2. Ing Madyo Mangun Karso. Di samping memberikan bimbingan dan arahan. Yah, tentu saja sebagai orang tua tak hanya memberikan teladan semata. Tapi juga support akan segala kemampuan anak. Jujur, Faris sendiri belum tampak minatnya. Semua hal dapat menarik minatnya. Hanya mungkin dia punya ketertarikan kuat pada alat transportasi. Nah ini jadi alat buat saya untuk merangsang kognitifnya(tapi tidak pernah dipaksakan). Secara kinestetik juga Faris berkembang paling pesat. Oleh karena itu, saya yang aslinya malas olahraga memacu diri untuk ikut olah tubuh bersama Faris. Fasilitas belajar(bermain) Faris juga terpenuhi dengan baik, karena fasilitasnya ga perlu mahal, hanya perlu kreatifitas orang tua. Alam menyediakan fasilitasnya. Melukis pasir, berenang, menghitung kerikil, main tuang air. Banyak ide permainan murah dan merangsang kecerdasan anak bisa kita ciptakan, karena fasilitas yang mahal itu ada di kreativitas kita sebagai orang tua. Untuk membimbing dan mengasah jiwa pemimpin Faris, untuk awal saya ajarkan untuk menjadi pemimpin diri sendiri dahulu. Faris harus mandiri dan bisa mengendalikan diri dulu baru bisa mengendalikan orang lain. Untuk pola asuh ini saya menganut paham Togeisme alias metode pengasuhan yang disarikan oleh Psikolog bernama (Toge) Aprilianto. Prinsip utamanya adalah berdagang. Jadi dalam tiap kegiatan sosial anak, dia harus punya posisi tawar yang menarik agar mendapatkan apa yang dimaui. Sedari kecil Faris tidak pernah mendapatkan apapun dengan cuma-cuma. Terkesan tega, tapi itu memang sebuah realita. Mana ada orang kasih kita duit tanpa kita berusaha?nah dalm Quran saja disebutkan ‘Tidak akan kuubah nasib suatu kaum, sampai kaum itu mengubahnya sendiri’. Jadi, prinsip berdagang ini sangat diperlukan dalam kehidupan sosial anak, dan kalaupun (Insya Allah) menjadi pemimpin dia tidak akan semena-mena, karena paham ada harga dari semua tindakan.

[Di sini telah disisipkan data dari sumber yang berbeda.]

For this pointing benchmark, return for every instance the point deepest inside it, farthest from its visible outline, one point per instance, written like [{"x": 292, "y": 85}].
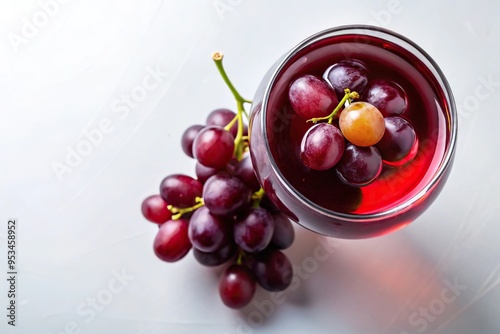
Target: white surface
[{"x": 78, "y": 232}]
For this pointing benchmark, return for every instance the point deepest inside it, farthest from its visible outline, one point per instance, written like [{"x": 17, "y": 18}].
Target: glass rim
[{"x": 365, "y": 30}]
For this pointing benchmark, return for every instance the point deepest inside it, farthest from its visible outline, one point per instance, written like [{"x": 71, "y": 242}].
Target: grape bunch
[
  {"x": 223, "y": 214},
  {"x": 357, "y": 138}
]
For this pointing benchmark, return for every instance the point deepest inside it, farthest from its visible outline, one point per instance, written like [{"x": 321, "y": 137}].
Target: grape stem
[
  {"x": 240, "y": 101},
  {"x": 348, "y": 97},
  {"x": 257, "y": 197},
  {"x": 178, "y": 212}
]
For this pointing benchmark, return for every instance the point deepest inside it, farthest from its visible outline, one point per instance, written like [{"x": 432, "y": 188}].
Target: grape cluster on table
[
  {"x": 222, "y": 214},
  {"x": 358, "y": 138}
]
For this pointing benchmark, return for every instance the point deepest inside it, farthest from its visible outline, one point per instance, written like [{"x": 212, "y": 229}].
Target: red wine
[{"x": 425, "y": 111}]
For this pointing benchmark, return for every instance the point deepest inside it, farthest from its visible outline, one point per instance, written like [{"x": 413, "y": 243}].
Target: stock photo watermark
[
  {"x": 88, "y": 309},
  {"x": 121, "y": 107},
  {"x": 31, "y": 25}
]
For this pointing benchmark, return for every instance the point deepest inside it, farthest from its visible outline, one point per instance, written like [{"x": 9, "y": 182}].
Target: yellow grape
[{"x": 362, "y": 124}]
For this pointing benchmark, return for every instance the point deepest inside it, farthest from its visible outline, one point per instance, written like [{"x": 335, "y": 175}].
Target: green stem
[
  {"x": 230, "y": 124},
  {"x": 217, "y": 58},
  {"x": 257, "y": 197},
  {"x": 178, "y": 212},
  {"x": 349, "y": 96},
  {"x": 240, "y": 101}
]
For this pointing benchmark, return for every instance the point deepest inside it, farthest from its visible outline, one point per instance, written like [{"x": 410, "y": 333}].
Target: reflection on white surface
[{"x": 85, "y": 253}]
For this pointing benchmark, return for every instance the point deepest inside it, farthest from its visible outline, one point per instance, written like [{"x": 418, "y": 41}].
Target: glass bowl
[{"x": 320, "y": 203}]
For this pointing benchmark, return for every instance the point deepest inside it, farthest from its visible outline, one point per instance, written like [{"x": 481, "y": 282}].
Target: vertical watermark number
[{"x": 11, "y": 272}]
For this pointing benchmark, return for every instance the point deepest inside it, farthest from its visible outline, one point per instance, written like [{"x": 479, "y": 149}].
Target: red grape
[
  {"x": 312, "y": 97},
  {"x": 172, "y": 242},
  {"x": 154, "y": 209},
  {"x": 225, "y": 194},
  {"x": 360, "y": 165},
  {"x": 350, "y": 74},
  {"x": 180, "y": 190},
  {"x": 213, "y": 146},
  {"x": 322, "y": 146},
  {"x": 243, "y": 169},
  {"x": 203, "y": 173},
  {"x": 386, "y": 96},
  {"x": 399, "y": 143},
  {"x": 254, "y": 231},
  {"x": 207, "y": 232},
  {"x": 236, "y": 286},
  {"x": 273, "y": 270}
]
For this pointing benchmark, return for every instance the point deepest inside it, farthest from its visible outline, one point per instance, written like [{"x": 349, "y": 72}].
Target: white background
[{"x": 80, "y": 230}]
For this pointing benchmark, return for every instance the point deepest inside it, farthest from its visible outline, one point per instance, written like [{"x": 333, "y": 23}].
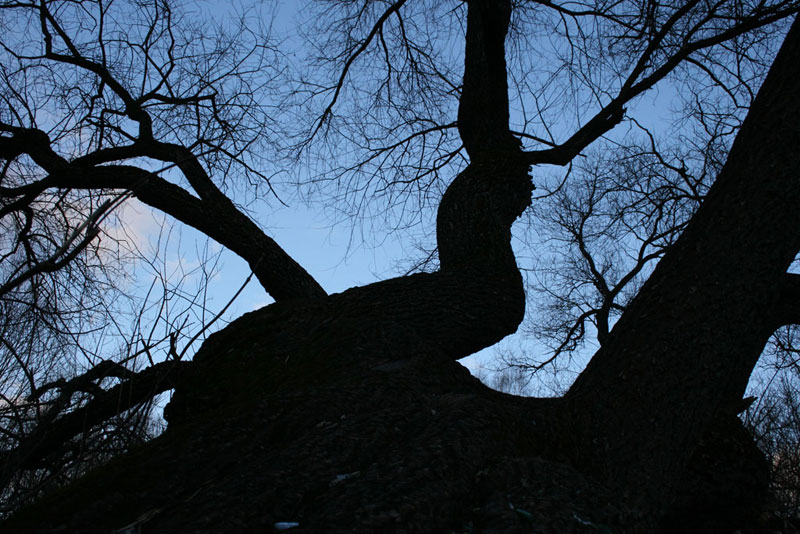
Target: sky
[{"x": 335, "y": 252}]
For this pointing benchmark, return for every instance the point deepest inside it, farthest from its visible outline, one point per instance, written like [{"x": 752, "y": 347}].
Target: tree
[{"x": 313, "y": 403}]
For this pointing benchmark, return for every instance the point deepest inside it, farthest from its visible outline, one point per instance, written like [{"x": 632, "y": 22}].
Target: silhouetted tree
[{"x": 276, "y": 404}]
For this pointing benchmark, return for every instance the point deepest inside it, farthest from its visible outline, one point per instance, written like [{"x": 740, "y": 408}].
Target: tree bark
[{"x": 683, "y": 352}]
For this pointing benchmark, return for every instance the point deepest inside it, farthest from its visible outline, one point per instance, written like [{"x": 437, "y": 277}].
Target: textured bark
[
  {"x": 346, "y": 413},
  {"x": 682, "y": 353}
]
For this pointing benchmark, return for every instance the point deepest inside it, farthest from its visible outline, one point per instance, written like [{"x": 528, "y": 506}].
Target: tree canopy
[{"x": 673, "y": 244}]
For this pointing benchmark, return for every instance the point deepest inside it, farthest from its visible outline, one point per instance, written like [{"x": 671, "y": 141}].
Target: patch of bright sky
[{"x": 336, "y": 256}]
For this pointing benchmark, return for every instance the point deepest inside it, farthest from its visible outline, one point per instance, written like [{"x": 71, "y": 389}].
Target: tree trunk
[
  {"x": 347, "y": 413},
  {"x": 683, "y": 352}
]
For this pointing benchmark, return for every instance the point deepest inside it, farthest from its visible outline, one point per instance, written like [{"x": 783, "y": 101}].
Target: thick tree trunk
[
  {"x": 347, "y": 413},
  {"x": 683, "y": 352}
]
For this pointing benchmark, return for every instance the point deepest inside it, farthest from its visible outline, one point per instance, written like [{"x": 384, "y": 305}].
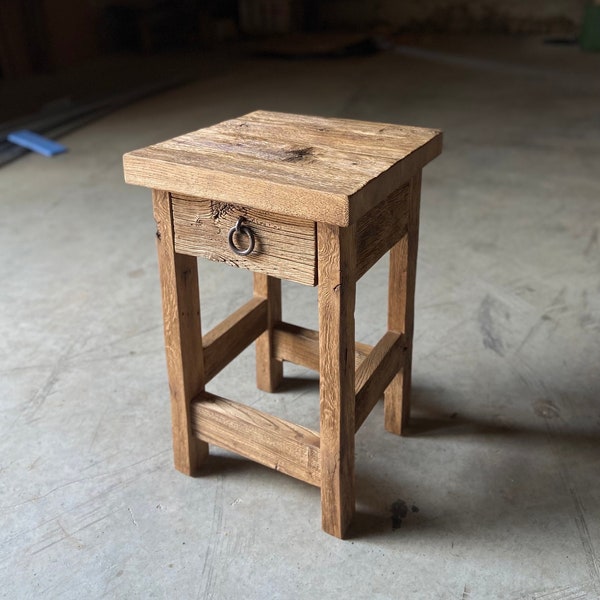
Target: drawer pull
[{"x": 239, "y": 228}]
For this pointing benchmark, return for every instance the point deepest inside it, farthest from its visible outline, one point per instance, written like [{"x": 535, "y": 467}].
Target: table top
[{"x": 321, "y": 169}]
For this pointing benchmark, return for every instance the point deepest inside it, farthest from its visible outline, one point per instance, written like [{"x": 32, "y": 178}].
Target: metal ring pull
[{"x": 239, "y": 228}]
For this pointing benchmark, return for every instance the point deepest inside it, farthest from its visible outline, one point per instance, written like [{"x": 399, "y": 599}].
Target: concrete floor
[{"x": 500, "y": 473}]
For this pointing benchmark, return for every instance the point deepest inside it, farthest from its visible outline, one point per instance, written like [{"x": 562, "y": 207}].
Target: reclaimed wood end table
[{"x": 315, "y": 201}]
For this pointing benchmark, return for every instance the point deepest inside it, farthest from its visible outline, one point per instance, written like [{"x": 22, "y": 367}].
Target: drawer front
[{"x": 284, "y": 247}]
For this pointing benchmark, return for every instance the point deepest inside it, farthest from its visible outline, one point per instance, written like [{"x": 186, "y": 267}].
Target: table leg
[
  {"x": 401, "y": 304},
  {"x": 337, "y": 287},
  {"x": 183, "y": 337},
  {"x": 269, "y": 370}
]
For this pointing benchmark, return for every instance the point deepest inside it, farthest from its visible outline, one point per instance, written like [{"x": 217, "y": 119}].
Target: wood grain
[
  {"x": 266, "y": 439},
  {"x": 233, "y": 335},
  {"x": 300, "y": 346},
  {"x": 336, "y": 294},
  {"x": 381, "y": 228},
  {"x": 401, "y": 306},
  {"x": 321, "y": 170},
  {"x": 183, "y": 337},
  {"x": 285, "y": 246},
  {"x": 375, "y": 374},
  {"x": 269, "y": 369}
]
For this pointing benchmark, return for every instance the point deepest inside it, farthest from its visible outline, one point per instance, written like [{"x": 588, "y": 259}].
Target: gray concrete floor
[{"x": 500, "y": 472}]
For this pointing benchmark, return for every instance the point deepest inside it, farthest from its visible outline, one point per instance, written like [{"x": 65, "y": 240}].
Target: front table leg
[
  {"x": 401, "y": 307},
  {"x": 183, "y": 336},
  {"x": 337, "y": 288},
  {"x": 269, "y": 370}
]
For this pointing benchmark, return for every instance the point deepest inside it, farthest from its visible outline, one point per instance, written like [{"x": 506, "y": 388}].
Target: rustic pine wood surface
[{"x": 320, "y": 169}]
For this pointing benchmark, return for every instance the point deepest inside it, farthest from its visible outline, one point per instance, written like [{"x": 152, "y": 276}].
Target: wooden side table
[{"x": 317, "y": 201}]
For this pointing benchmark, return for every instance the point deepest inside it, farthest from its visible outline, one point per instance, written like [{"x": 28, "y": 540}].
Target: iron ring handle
[{"x": 244, "y": 229}]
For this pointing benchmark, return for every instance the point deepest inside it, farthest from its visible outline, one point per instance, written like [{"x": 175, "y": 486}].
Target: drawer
[{"x": 284, "y": 247}]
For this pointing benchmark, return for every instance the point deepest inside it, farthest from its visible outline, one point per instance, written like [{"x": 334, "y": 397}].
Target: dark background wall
[{"x": 42, "y": 35}]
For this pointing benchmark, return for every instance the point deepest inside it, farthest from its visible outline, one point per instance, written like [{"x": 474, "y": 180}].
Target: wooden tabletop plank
[{"x": 321, "y": 169}]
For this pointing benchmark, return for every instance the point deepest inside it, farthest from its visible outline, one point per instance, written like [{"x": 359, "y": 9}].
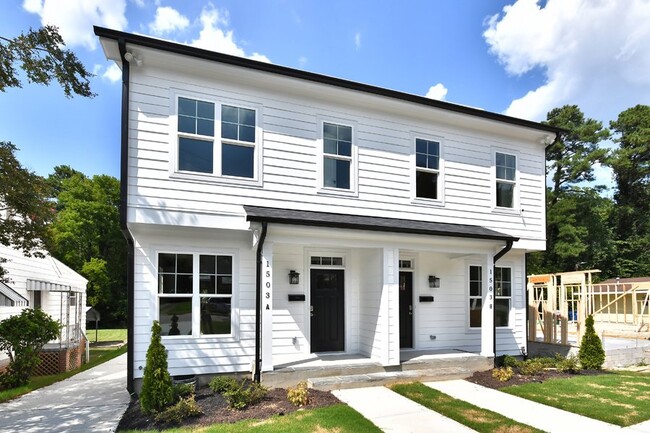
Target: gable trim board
[{"x": 482, "y": 120}]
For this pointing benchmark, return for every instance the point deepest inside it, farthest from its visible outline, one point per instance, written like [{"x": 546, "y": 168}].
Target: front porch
[{"x": 339, "y": 371}]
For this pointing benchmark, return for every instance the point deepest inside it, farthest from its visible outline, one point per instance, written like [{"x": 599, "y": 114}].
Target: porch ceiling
[{"x": 358, "y": 222}]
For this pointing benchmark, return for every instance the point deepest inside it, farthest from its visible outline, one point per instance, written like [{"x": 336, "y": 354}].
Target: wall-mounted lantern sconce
[{"x": 294, "y": 277}]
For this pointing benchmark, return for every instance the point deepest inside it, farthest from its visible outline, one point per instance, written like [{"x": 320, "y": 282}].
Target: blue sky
[{"x": 518, "y": 57}]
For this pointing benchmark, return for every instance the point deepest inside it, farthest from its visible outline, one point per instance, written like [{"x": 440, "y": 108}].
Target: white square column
[
  {"x": 389, "y": 307},
  {"x": 267, "y": 307},
  {"x": 487, "y": 312}
]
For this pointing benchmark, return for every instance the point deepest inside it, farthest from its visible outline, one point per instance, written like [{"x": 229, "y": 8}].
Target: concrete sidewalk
[
  {"x": 91, "y": 401},
  {"x": 534, "y": 414},
  {"x": 396, "y": 414}
]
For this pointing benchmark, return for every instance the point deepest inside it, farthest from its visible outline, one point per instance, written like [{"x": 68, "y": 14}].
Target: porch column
[
  {"x": 487, "y": 313},
  {"x": 267, "y": 307},
  {"x": 389, "y": 308}
]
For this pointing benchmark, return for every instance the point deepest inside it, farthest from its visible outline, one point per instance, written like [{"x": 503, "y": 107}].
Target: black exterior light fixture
[{"x": 294, "y": 277}]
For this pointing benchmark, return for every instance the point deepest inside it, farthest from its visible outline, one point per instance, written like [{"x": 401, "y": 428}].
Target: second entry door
[{"x": 327, "y": 310}]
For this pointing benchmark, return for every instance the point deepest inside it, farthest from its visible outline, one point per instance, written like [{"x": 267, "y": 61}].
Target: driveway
[{"x": 91, "y": 401}]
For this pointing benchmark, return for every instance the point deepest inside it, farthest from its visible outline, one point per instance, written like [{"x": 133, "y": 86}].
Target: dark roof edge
[
  {"x": 187, "y": 50},
  {"x": 376, "y": 228}
]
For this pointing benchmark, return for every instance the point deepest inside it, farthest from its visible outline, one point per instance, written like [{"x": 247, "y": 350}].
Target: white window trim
[
  {"x": 482, "y": 297},
  {"x": 354, "y": 158},
  {"x": 216, "y": 176},
  {"x": 511, "y": 297},
  {"x": 440, "y": 201},
  {"x": 515, "y": 209},
  {"x": 196, "y": 296}
]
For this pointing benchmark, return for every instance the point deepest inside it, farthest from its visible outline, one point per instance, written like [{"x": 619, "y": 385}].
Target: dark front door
[
  {"x": 406, "y": 309},
  {"x": 327, "y": 309}
]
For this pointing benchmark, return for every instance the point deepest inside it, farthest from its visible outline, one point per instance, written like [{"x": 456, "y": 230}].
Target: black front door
[
  {"x": 406, "y": 309},
  {"x": 327, "y": 309}
]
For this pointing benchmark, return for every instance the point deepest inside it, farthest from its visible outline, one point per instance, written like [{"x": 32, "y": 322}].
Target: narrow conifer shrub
[
  {"x": 157, "y": 391},
  {"x": 591, "y": 353}
]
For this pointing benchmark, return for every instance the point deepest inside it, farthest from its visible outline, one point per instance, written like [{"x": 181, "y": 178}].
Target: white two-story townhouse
[{"x": 275, "y": 215}]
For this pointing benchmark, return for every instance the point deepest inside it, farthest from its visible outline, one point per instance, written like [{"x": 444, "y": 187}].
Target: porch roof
[{"x": 358, "y": 222}]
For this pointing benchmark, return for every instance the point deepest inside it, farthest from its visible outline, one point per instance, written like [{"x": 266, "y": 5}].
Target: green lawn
[
  {"x": 621, "y": 398},
  {"x": 106, "y": 335},
  {"x": 339, "y": 418},
  {"x": 481, "y": 420},
  {"x": 37, "y": 382}
]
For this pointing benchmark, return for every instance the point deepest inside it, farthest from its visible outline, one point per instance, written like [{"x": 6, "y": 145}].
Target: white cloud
[
  {"x": 168, "y": 20},
  {"x": 216, "y": 37},
  {"x": 75, "y": 18},
  {"x": 595, "y": 54},
  {"x": 113, "y": 73},
  {"x": 439, "y": 91}
]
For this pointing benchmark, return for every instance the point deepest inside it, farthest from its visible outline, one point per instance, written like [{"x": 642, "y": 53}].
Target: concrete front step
[{"x": 331, "y": 383}]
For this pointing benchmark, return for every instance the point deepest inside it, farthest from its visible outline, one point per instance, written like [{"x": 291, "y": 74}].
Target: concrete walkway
[
  {"x": 537, "y": 415},
  {"x": 396, "y": 414},
  {"x": 91, "y": 401}
]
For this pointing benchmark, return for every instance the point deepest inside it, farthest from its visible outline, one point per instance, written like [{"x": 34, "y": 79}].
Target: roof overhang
[
  {"x": 358, "y": 222},
  {"x": 16, "y": 298},
  {"x": 109, "y": 39}
]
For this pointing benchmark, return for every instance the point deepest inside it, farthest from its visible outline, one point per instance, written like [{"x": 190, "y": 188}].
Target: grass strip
[
  {"x": 479, "y": 419},
  {"x": 339, "y": 418},
  {"x": 37, "y": 382},
  {"x": 620, "y": 398}
]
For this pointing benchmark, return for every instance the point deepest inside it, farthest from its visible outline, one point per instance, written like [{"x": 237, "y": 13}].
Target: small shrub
[
  {"x": 221, "y": 384},
  {"x": 502, "y": 374},
  {"x": 591, "y": 353},
  {"x": 531, "y": 367},
  {"x": 299, "y": 394},
  {"x": 185, "y": 408},
  {"x": 566, "y": 365},
  {"x": 157, "y": 392},
  {"x": 510, "y": 361},
  {"x": 182, "y": 390},
  {"x": 246, "y": 394}
]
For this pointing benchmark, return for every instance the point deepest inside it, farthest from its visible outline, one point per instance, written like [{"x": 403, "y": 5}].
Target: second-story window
[
  {"x": 199, "y": 122},
  {"x": 195, "y": 135},
  {"x": 337, "y": 156},
  {"x": 506, "y": 179},
  {"x": 427, "y": 168}
]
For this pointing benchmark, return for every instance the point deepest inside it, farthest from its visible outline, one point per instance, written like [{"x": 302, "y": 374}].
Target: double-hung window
[
  {"x": 337, "y": 156},
  {"x": 475, "y": 296},
  {"x": 506, "y": 179},
  {"x": 188, "y": 281},
  {"x": 200, "y": 122},
  {"x": 503, "y": 295},
  {"x": 427, "y": 168}
]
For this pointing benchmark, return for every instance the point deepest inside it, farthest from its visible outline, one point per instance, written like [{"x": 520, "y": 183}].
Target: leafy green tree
[
  {"x": 86, "y": 236},
  {"x": 577, "y": 231},
  {"x": 631, "y": 166},
  {"x": 40, "y": 54},
  {"x": 23, "y": 336},
  {"x": 591, "y": 353},
  {"x": 157, "y": 390},
  {"x": 24, "y": 207}
]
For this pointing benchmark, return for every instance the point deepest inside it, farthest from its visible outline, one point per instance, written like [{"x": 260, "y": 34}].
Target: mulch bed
[
  {"x": 485, "y": 378},
  {"x": 215, "y": 409}
]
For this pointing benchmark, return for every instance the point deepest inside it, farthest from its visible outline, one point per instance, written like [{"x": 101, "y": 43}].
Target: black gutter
[
  {"x": 214, "y": 56},
  {"x": 257, "y": 370},
  {"x": 497, "y": 256},
  {"x": 124, "y": 185}
]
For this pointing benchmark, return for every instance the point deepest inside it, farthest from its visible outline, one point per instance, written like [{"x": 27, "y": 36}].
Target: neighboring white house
[
  {"x": 48, "y": 284},
  {"x": 392, "y": 208}
]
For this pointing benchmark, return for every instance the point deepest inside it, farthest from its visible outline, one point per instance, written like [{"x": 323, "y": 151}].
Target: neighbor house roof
[
  {"x": 186, "y": 50},
  {"x": 358, "y": 222}
]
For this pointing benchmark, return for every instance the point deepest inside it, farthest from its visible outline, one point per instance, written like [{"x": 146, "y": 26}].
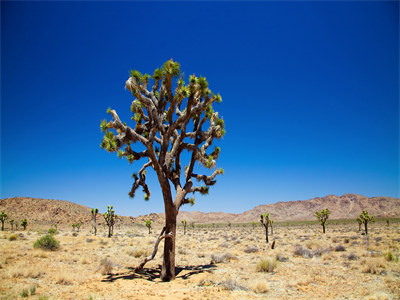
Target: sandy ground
[{"x": 212, "y": 263}]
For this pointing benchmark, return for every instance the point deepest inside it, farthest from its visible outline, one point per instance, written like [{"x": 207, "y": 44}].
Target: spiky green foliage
[
  {"x": 265, "y": 221},
  {"x": 24, "y": 223},
  {"x": 365, "y": 218},
  {"x": 47, "y": 242},
  {"x": 169, "y": 118},
  {"x": 148, "y": 225},
  {"x": 94, "y": 213},
  {"x": 12, "y": 224},
  {"x": 3, "y": 218},
  {"x": 322, "y": 216},
  {"x": 110, "y": 218}
]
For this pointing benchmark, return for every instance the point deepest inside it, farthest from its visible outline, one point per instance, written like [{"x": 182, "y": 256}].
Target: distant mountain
[{"x": 347, "y": 206}]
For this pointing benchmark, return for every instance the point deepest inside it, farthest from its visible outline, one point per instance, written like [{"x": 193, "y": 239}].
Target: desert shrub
[
  {"x": 266, "y": 265},
  {"x": 24, "y": 293},
  {"x": 221, "y": 258},
  {"x": 340, "y": 248},
  {"x": 389, "y": 256},
  {"x": 105, "y": 266},
  {"x": 13, "y": 237},
  {"x": 231, "y": 285},
  {"x": 280, "y": 257},
  {"x": 52, "y": 231},
  {"x": 260, "y": 288},
  {"x": 33, "y": 290},
  {"x": 352, "y": 256},
  {"x": 47, "y": 242}
]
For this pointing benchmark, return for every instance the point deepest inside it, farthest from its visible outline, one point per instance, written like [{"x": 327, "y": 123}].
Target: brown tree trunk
[{"x": 168, "y": 267}]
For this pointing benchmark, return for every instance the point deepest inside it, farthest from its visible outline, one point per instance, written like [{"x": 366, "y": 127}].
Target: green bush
[
  {"x": 13, "y": 237},
  {"x": 266, "y": 265},
  {"x": 47, "y": 242},
  {"x": 52, "y": 231}
]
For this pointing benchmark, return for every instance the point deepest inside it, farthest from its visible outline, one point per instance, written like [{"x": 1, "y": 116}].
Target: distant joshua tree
[
  {"x": 110, "y": 217},
  {"x": 272, "y": 229},
  {"x": 148, "y": 225},
  {"x": 365, "y": 219},
  {"x": 322, "y": 216},
  {"x": 12, "y": 224},
  {"x": 264, "y": 220},
  {"x": 184, "y": 223},
  {"x": 24, "y": 223},
  {"x": 95, "y": 211},
  {"x": 3, "y": 218}
]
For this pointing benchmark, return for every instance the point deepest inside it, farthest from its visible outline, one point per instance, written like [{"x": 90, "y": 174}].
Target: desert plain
[{"x": 213, "y": 261}]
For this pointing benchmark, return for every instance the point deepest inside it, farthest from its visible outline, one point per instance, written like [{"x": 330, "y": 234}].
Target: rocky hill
[{"x": 347, "y": 206}]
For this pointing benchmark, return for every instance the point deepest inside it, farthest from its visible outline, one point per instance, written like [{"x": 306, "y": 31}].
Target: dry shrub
[
  {"x": 105, "y": 266},
  {"x": 374, "y": 266},
  {"x": 260, "y": 288},
  {"x": 266, "y": 265},
  {"x": 251, "y": 249}
]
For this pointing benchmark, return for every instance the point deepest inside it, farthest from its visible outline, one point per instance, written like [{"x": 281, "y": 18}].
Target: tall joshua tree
[
  {"x": 265, "y": 221},
  {"x": 3, "y": 218},
  {"x": 322, "y": 216},
  {"x": 365, "y": 219},
  {"x": 169, "y": 118},
  {"x": 110, "y": 217},
  {"x": 95, "y": 211}
]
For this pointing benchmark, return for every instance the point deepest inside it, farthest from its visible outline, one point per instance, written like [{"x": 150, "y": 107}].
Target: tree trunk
[{"x": 168, "y": 267}]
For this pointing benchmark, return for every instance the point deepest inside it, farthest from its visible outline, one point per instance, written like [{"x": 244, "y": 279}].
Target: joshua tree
[
  {"x": 184, "y": 226},
  {"x": 253, "y": 224},
  {"x": 148, "y": 225},
  {"x": 264, "y": 220},
  {"x": 110, "y": 217},
  {"x": 24, "y": 223},
  {"x": 169, "y": 117},
  {"x": 272, "y": 229},
  {"x": 365, "y": 219},
  {"x": 12, "y": 224},
  {"x": 3, "y": 218},
  {"x": 322, "y": 216},
  {"x": 95, "y": 211},
  {"x": 359, "y": 221}
]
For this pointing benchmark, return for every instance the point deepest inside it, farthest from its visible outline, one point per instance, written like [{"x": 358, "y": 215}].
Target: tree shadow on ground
[{"x": 152, "y": 274}]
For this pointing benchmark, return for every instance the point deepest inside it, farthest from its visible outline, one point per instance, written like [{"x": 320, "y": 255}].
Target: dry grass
[{"x": 304, "y": 264}]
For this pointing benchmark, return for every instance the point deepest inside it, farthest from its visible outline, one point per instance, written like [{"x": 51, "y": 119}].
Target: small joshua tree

3. Tut Wuri Handayani. Di belakang memberikan dorongan. Saya pribadi belum bisa bercerita tentang teori pendidikan yang terakhir ini. Karena idealnya teori yang terakhir ini dipraktekkan pada anak remaja yang sudah mulai menentukan arah hidupnya. Betapa bila kedua teori sebelumnya benar-benar dipraktekkan, Insya Allah tidak ragu melepas anak, karena akan tiba saatnya menjadi penonton dan mungkin dipimpin anak?why not?